Want dat was het gevoel dat me van Flitsleemte bijgebleven is: dat hier een dichteres sprak die niet elk kiertje dichtsmeerde. Die gaten open liet. En die juist daardoor zoveel meer zei dan de dichters die alles benoemen willen. Zo is ze dan toch in mijn geheugen komen te staan, als een dichteres die ook vooral dichtte tussen de woorden. Maarja, het was 2010, of 2009 want ik kan er een jaartje naast zitten en veel is gebeurd in die tussentijd. Mijn kinderen werden geboren, bijvoorbeeld, en ik las veel, heel veel andere dichtbundels en romans en boeken en boodschappenbriefjes en sms’en en e-mails. Dat het me dus allicht helemaal verkeerd is bijgebleven, of dat ik haar woorden met die van een ander verwar.

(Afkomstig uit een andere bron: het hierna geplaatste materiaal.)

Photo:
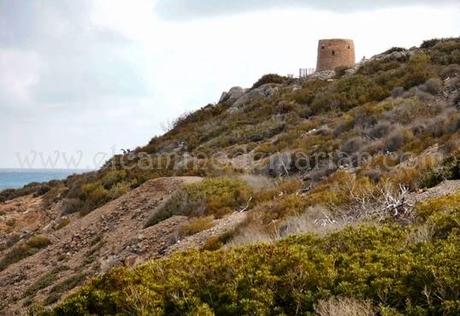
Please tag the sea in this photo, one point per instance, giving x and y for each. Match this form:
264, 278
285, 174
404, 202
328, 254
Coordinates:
17, 178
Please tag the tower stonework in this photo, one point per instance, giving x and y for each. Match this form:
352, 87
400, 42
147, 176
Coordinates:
333, 53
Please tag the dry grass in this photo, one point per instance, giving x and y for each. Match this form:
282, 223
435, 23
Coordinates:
343, 307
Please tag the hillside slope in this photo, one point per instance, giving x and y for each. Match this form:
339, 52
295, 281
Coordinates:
285, 157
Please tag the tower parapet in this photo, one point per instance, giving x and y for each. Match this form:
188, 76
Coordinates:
333, 53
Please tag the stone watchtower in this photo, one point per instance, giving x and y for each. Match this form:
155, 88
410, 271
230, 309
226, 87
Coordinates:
333, 53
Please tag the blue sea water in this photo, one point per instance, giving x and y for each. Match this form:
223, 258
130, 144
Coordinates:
17, 178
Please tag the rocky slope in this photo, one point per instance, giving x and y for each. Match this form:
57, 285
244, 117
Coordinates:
287, 156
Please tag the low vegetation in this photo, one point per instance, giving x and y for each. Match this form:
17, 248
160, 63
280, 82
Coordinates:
378, 269
212, 197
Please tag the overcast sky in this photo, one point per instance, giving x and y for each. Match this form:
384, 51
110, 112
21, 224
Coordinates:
93, 76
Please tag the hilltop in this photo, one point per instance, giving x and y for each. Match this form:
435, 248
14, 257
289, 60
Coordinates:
289, 197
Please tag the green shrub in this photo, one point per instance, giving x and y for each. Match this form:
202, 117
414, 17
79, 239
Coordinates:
270, 78
448, 170
373, 264
212, 196
44, 281
347, 93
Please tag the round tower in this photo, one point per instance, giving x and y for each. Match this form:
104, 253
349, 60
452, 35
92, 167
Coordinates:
333, 53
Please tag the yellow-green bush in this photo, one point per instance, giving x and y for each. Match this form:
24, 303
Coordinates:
23, 250
373, 264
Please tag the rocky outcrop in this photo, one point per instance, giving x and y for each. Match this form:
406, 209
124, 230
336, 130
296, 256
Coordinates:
238, 97
396, 55
231, 96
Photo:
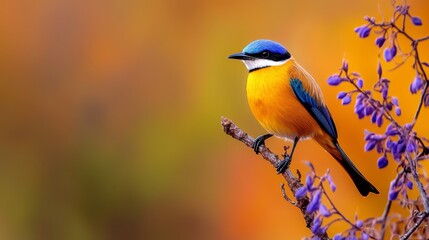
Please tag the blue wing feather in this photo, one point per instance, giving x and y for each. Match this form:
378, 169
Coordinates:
319, 112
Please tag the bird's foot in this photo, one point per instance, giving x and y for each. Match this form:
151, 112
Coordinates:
260, 141
283, 165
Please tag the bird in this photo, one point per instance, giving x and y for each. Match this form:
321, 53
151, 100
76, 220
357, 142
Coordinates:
288, 103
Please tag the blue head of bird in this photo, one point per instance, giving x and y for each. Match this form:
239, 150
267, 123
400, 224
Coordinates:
261, 54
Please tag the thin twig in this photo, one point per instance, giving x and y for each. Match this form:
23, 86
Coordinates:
414, 228
384, 219
293, 183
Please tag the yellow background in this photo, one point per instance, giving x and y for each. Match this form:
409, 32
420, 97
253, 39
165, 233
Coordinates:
110, 116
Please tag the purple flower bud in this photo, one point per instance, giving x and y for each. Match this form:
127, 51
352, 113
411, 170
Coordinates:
338, 237
378, 137
317, 223
374, 117
380, 120
392, 132
369, 145
389, 106
410, 185
416, 85
359, 106
359, 223
380, 41
426, 100
389, 53
369, 110
334, 80
315, 202
411, 146
345, 66
341, 95
363, 31
324, 211
359, 83
309, 182
398, 111
393, 195
310, 165
379, 70
331, 183
379, 147
408, 126
301, 192
395, 101
416, 21
368, 135
382, 162
346, 100
384, 92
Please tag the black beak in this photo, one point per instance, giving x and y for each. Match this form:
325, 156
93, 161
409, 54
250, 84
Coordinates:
241, 56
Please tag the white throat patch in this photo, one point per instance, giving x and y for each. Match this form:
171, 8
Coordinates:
261, 63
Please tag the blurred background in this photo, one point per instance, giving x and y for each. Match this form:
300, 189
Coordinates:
110, 116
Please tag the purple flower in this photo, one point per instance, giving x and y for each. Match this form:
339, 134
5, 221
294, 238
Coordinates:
370, 145
379, 70
379, 120
389, 53
346, 100
410, 185
384, 92
331, 183
426, 99
324, 211
359, 223
382, 162
369, 110
416, 21
309, 182
398, 111
334, 80
393, 194
301, 192
317, 223
395, 101
416, 85
341, 95
345, 66
338, 237
391, 130
374, 117
380, 41
393, 190
411, 146
363, 31
315, 202
359, 83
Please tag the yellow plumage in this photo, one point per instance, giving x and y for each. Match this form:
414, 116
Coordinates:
275, 105
288, 103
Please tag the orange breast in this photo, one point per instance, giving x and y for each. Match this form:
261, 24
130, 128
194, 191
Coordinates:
274, 104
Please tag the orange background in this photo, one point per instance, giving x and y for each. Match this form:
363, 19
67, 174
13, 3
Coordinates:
110, 116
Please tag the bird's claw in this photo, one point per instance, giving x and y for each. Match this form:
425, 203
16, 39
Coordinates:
283, 165
260, 141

Want al helemaal vooraan in Zuurstofconfetti, nog voor de bundel echt uit de startblokken schiet, in zo’n schuingedrukt poëem van het slag dat niet echt lijkt mee te doen met de rest (meer de amuse voor de maaltijd of de voorpret voor de vakantie), lijkt Van Haren zich juist te keren tégen de halfalfheid bij uitstek: het heden, en vóór de ultieme voltooidheid: het verleden. “Het heden is een mispelachtig soort”, zegt ze, “wat flauws en vlezigs, dat om zout / en peper vraagt, een beetje mayonaise.” En: “beter / daar confituur van maken / dan vers te consumeren”; nu, dat het heden één keer ingemaakt, dus als verleden, beter smaakt, is een ervaring die bijna iedereen denk ik wel kent. Eerst toen de vakantie voorbij was, werd hij veel leuker dan hij ooit geweest kon zijn. En toen je kind was, scheen bijna elke dag de zon, toch? Zolang we niet weten of het eindigen gaat met een sisser of een klap, kan iets nog niet helemaal volmaakt zijn. Maar langs de andere kant mis ik in deze gedachtegang wel dat “zich altijd ontvouwende” waarvan ik dacht dat het me was bijgebleven van Flitsleemte, ik bedoel: was het niet altijd nú in de gedichten van Elma van Haren?
Maar een paar bladzijden later weet ik het weer. “Gisteren was al langer dan de vorige dagen / en vandaag lijkt nog dieper.”; “Wie niet weg is, / wordt al niet meer gezien”. Het gaat niet over gisteren of vandaag. Het gaat over zien. Hoe te zien wat niet is, hoe voorbij te zien aan wat is. De halfheid wortelt in de paradox, die immers ook noch het een, noch het ander lijkt te zijn. En ik dacht aan dialectiek. Ik dacht aan Kierkegaard. Ik dacht aan de helft die de oppervlakte maar toont, en dus dacht ik aan Éric Suchère.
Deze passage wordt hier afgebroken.